Jakarta,ruangenergi.com-Menurunnya kapasitas produksi maupun cadangan energi fosil di Indonesia dari menyebabkan kondisi keenergian negara ini memasuki tahap alarm krisis. Indonesia telah menjadi net oil importer sejak tahun 2004 dan diproyeksikan menjadi net gas importer tahun 2028 serta suatu keniscayaan energi fosil merupakan energi dengan penghasil emisi CO2 terbesar dari energi lainnya.
Hal ini mengharuskan Indonesia untuk memitigasi krisis tersebut dengan program bauran energi. Pemerintah (c.q Kementerian ESDM) telah menetapkan bauran EBT 23% pada tahun 2025 melalui Perpres Rencana Umum Energi Nasional (RUEN) No.22/2017. Tak terkecuali Pembangkit Listrik Tenaga Nuklir (PLTN). Di tahun 2030, Pemerintah juga mencanangkan program energi nuklir melalui PLTN dalam bauran energi tanah air.
Direktur Pusat Pengkajian Industri Proses dan Energi Dr.Ir.Adiarso, M.Sc pada diskusi panel Energy Week 2021 menjelaskan bahwa, sudah saatnya negara ini tidak lagi fokus pada polemik pro kontra pembangunan PLTN, melainkan harus fokus akan kebutuhan (supply and demand) dan implementasi energi nuklir dalam hal men-eskalasi kapasitas energi nasional agar tidak hanya bergantung pada energi fosil. Oleh karena itu, perlu upaya penggunaan energi baru terbarukan yang lebih bersih dan berkelanjutan seperti energi nuklir.
Adiarso juga menjelaskan bahwa butuh extra ordinary effort untuk mewujudkan program bauran energi 23% serta menjadikan nuklir menjadi opsi yang baik bukan malah menjadi opsi terakhir. Hal senada juga disampaikan Dr. Ir. Arnold Soestrisnanto pada panel diskusi Energy Week hari ke-4, dimana Indonesia sudah saatnya menggenjot pembangunan nuklir dikarenakan 90% energi nuklir itu stabil, big serta bersih.

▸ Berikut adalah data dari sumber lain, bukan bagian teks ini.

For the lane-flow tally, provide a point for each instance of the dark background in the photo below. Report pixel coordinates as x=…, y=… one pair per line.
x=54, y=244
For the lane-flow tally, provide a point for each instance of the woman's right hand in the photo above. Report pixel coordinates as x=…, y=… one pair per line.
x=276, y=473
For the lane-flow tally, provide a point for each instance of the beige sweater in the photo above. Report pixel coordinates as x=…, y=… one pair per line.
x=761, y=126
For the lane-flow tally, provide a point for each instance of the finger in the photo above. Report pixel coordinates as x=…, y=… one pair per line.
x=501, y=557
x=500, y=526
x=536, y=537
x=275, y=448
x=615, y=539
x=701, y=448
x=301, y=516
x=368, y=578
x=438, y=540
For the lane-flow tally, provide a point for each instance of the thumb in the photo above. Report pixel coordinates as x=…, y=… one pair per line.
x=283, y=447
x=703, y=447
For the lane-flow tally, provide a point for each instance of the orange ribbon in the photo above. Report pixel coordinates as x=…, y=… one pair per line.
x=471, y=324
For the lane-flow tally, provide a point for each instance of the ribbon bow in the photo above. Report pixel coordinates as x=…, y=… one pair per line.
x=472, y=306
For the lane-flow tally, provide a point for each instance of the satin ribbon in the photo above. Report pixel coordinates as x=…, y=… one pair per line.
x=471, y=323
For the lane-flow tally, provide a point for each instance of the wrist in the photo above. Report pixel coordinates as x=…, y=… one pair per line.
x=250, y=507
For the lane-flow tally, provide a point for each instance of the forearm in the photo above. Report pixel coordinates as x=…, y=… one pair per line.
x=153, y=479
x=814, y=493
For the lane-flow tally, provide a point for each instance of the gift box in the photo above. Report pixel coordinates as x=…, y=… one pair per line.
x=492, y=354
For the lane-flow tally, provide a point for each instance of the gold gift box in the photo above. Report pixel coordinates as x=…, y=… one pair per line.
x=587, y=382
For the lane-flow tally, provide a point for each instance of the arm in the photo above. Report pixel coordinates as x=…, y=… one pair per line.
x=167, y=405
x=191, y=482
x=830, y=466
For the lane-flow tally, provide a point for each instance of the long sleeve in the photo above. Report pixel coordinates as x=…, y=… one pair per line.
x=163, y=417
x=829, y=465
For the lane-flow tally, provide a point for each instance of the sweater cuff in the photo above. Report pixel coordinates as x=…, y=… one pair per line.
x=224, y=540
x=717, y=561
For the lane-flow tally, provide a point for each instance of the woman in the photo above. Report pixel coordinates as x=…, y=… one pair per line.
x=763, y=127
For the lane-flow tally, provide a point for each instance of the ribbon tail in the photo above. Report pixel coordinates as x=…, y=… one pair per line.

Menurut Arnold yang juga selaku Dewan Pakar Masyarakat Ketenagalistrikan Indonesia (MKI), permasalahan masih stagnannya progress PLTN di negara ini bukan disebabkan oleh faktor teknis maupun regulasi apalagi untuk Small Modular Reactor (SMR). Melainkan, karena faktor sosial politis. Ia berharap agar pemerintah segera me-launching go nuclear ditambah adanya simplifikasi (penyederhanaan) perizinan. dikarenakan jika perizinan lama, maka investasi PLTNpun akan mandek.
Sejauh ini hambatan yang menyebabkan mandeknya pembangunan PLTN di Indonesia disebabkan oleh beberapa faktor baik teknis maupun non teknis seperti ketidakterimaan masyarakat pada PLTN, isu bahayanya PLTN, maupun ketidakjelasan pemerintah yang saat ini masih belum berani go nuclear.
Pada diskusi panel kali ini juga mengundang Kepala P2STPIBN BAPETEN dalam hal ini Dr. Yudi Pramono. Yudi memandang bahwa pemerintah sudah menyiapkan regulasi terhadap PLTN. Bahkan progress nya positif dimana dari 19 item regulasi PLTN, 16 item tidak ada masalah.
Lain hal pula Menurut Dr. Susilo Widodo selaku Ketua umum Himpunan Nuklir Indonesia (HIMNI), berdasarkan pengamatan dari HIMNI, sikap pemerintah Indonesia dalam urgensi pembangunan PLTN masih ngambang padahal dari perspektif jajak pendapat masyarakat mengenai PLTN ini sudah mulai positif dengan persentase 77,53 % Menerima dan 22,47 % menolak walaupun masih bersifat dinamis dan sporadis.
Diskusi panel mengenai peran PLTN dalam bauran energi nasional ini diselenggarakan agar dapat ditemukan jalan keluar maupun benang merah agar permasalahan-permasalahan yang masih terjadi pada wacana pembangunan PLTN di negara ini bisa segera terselesaikan.
Butuh kerjasama dari berbagai pihak yang terkait serta elemen masyarakat agar pembangunan PLTN di Indonesia bisa segera terealisasi dengan konkret serta Indonesia siap dalam menghadapi era disruptif dan transformatif energi saat ini maupun akan datang.